French banker and businessman (1936–2020)

Gérard Worms (1 August 1936 – 31 August 2020) was a French banker and businessman. He was the Vice Chairman of Rothschild Europe and Senior Advisor of Rothschild & Cie Banque.

== Early life and education ==
Gérard Worms was born on 1 August 1936, in Paris. He graduated from the École Polytechnique and Mines ParisTech.

== Career ==
He started his career as a technical adviser in the French civil service. He was an advisor to Olivier Guichard (1920–2004), Minister of Industry from 1967 to 1968, and to Jacques Chaban-Delmas (1915–2000), Prime Minister from 1969 to 1972. Since 1972, he has worked at the Hachette Group, the Rhône-Poulenc Group, the Société Générale de Belgique, and Telecom Italia. He was Deputy Chairman of the supervisory board and Vice President of M6. From 1990 to 1995, he was the chief executive officer of the Compagnie de Suez. From 1995 to 1999, he was Chairman of the Compagnie de Suez and Indosuez Private Banking.

He was a member of the supervisory board of Publicis from 1998 to 2013. He was on the Boards of Directors of Saatchi & Saatchi, Mercapital, Éditions Atlas, Paris Orléans, Financière Saint Merri, and Cofide. He was the Chairman of the International Chamber of Commerce (ICC) from 2011 to 2013. He also was on the Board of Advisors of Degrémont. Additionally, he was a member of Le Siècle, a French think tank. He also sat on the Board of Directors of the Fondation Ensemble and on the Ethics Committee of Fondapol.

He taught at the HEC Paris, the University of Paris, and his alma mater, the École Polytechnique. He also co-wrote a book.

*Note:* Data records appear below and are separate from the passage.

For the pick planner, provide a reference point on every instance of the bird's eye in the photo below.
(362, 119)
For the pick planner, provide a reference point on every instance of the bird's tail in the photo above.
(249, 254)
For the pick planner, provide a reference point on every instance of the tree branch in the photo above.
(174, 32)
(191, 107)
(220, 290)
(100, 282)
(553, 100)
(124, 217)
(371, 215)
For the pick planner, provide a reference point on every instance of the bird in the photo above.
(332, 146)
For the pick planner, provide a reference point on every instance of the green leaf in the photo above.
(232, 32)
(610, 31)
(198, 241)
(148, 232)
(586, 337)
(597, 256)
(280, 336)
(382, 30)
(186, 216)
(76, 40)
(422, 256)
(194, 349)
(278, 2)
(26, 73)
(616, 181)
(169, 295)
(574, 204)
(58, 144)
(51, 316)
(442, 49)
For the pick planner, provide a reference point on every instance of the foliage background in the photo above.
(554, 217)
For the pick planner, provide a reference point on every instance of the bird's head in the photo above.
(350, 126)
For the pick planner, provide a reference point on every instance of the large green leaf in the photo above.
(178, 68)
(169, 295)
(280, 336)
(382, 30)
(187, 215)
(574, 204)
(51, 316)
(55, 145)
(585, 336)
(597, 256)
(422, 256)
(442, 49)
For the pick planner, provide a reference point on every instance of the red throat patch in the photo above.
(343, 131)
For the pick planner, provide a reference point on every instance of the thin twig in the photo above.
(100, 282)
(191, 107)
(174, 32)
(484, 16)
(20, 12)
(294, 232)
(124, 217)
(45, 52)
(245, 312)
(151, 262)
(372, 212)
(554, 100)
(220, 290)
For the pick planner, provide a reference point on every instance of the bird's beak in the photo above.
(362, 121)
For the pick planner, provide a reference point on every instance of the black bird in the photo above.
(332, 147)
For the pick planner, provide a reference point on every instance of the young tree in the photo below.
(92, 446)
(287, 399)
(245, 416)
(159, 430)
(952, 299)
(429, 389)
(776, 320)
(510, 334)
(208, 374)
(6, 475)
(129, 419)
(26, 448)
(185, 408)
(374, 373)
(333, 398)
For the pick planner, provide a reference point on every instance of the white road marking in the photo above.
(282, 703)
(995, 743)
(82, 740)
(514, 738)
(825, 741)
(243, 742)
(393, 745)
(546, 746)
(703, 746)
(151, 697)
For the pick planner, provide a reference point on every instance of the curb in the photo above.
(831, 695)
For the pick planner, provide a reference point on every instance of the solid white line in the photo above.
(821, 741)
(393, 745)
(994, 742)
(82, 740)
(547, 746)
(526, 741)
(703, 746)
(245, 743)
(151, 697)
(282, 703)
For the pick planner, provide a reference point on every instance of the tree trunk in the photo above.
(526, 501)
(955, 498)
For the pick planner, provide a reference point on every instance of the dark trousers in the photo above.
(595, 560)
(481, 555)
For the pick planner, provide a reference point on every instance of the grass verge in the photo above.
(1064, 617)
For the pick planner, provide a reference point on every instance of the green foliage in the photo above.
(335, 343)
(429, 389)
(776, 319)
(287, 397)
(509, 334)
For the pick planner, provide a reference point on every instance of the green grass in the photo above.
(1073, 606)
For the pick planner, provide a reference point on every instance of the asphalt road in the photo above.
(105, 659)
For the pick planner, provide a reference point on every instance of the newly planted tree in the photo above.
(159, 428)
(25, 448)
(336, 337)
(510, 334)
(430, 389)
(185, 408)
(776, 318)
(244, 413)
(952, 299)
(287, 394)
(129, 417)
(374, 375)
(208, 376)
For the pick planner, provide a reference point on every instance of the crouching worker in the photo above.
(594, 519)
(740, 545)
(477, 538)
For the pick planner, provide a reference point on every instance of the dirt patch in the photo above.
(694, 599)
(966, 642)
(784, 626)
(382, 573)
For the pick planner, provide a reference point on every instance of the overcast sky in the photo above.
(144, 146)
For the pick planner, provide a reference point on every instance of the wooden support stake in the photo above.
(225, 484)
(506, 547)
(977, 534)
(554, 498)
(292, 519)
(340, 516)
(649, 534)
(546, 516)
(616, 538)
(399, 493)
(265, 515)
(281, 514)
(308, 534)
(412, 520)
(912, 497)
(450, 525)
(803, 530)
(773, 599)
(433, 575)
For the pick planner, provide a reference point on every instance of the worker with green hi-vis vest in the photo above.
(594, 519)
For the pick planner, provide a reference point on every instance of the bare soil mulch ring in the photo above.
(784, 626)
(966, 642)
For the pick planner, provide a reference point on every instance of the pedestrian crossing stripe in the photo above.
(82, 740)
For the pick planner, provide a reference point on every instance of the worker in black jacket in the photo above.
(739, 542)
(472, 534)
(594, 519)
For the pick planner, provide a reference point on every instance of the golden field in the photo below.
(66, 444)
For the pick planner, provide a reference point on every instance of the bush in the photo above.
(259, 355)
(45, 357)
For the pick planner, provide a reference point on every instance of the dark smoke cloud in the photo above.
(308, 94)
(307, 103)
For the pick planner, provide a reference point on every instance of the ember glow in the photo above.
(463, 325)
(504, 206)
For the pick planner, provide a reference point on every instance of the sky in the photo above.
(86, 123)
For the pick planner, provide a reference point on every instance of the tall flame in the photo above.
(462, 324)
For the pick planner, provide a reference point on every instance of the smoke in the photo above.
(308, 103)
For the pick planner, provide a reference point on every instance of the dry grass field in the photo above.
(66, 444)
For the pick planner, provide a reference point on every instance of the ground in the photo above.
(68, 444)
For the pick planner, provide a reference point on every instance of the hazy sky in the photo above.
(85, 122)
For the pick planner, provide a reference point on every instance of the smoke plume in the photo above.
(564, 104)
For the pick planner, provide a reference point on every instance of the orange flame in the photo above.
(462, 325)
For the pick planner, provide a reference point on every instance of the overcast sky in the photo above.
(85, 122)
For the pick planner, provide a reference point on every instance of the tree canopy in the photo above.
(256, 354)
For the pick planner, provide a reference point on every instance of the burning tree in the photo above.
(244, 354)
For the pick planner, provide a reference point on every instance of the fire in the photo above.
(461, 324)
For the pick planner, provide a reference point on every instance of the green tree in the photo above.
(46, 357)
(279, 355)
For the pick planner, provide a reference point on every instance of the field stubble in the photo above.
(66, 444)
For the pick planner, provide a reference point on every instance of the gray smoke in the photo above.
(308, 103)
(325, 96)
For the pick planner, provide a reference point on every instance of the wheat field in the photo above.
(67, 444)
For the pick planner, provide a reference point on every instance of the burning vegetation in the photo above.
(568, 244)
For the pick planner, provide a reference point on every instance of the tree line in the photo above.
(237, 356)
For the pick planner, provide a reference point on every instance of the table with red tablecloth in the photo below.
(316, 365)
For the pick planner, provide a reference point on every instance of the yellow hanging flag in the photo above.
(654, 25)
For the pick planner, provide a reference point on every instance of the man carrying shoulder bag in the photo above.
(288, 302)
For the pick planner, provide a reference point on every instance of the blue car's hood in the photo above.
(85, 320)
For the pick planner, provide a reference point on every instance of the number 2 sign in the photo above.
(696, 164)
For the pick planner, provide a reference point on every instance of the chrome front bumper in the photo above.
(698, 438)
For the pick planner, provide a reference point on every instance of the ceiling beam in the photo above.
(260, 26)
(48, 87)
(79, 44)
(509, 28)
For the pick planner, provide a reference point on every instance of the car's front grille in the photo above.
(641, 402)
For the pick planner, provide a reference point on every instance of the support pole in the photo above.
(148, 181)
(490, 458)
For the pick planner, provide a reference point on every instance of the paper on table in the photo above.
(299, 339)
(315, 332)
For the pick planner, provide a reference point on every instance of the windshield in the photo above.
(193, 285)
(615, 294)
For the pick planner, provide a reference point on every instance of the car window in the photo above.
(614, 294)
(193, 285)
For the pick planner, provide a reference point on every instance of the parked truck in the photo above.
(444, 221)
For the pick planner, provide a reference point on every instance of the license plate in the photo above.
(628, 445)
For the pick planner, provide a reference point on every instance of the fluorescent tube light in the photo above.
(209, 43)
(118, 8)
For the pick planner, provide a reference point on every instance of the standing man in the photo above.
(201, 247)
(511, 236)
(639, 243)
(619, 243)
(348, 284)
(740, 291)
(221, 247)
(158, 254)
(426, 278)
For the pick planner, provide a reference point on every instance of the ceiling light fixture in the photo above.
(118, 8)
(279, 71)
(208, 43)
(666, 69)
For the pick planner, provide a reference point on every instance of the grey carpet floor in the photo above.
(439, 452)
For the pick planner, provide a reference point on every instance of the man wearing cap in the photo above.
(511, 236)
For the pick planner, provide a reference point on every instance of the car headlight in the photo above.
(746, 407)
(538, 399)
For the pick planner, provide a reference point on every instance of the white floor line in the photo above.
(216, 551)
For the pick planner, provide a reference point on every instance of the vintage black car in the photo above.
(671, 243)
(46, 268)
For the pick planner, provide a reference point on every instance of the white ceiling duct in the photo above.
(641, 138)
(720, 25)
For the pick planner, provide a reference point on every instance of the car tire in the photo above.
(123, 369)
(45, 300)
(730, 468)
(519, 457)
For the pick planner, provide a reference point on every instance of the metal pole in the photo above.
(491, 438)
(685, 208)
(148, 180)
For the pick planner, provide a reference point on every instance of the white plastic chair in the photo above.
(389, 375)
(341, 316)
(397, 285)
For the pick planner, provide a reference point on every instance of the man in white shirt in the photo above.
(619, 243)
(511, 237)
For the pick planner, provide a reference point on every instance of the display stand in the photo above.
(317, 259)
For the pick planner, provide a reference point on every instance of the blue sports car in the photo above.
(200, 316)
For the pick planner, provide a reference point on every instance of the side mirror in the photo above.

He was the Chairman of Rothschild & Cie Banque (Paris) from 1995 to 1999. He was Vice Chairman of the European subsidiary of Banque privée Edmond de Rothschild. He also was chief executive officer of N. M. Rothschild & Sons. He was Vice Chairman of Rothschild Europe and Senior Advisor of Rothschild & Cie Banque. Additionally, he was on the Audit Committee of Publicis.

== Death ==
Worms died on 31 August 2020.

== Bibliography ==
- Gérard Worms, Jean Mothes, Méthodes modernes de l'économie appliquée (Dunod, 1974, 259 pages).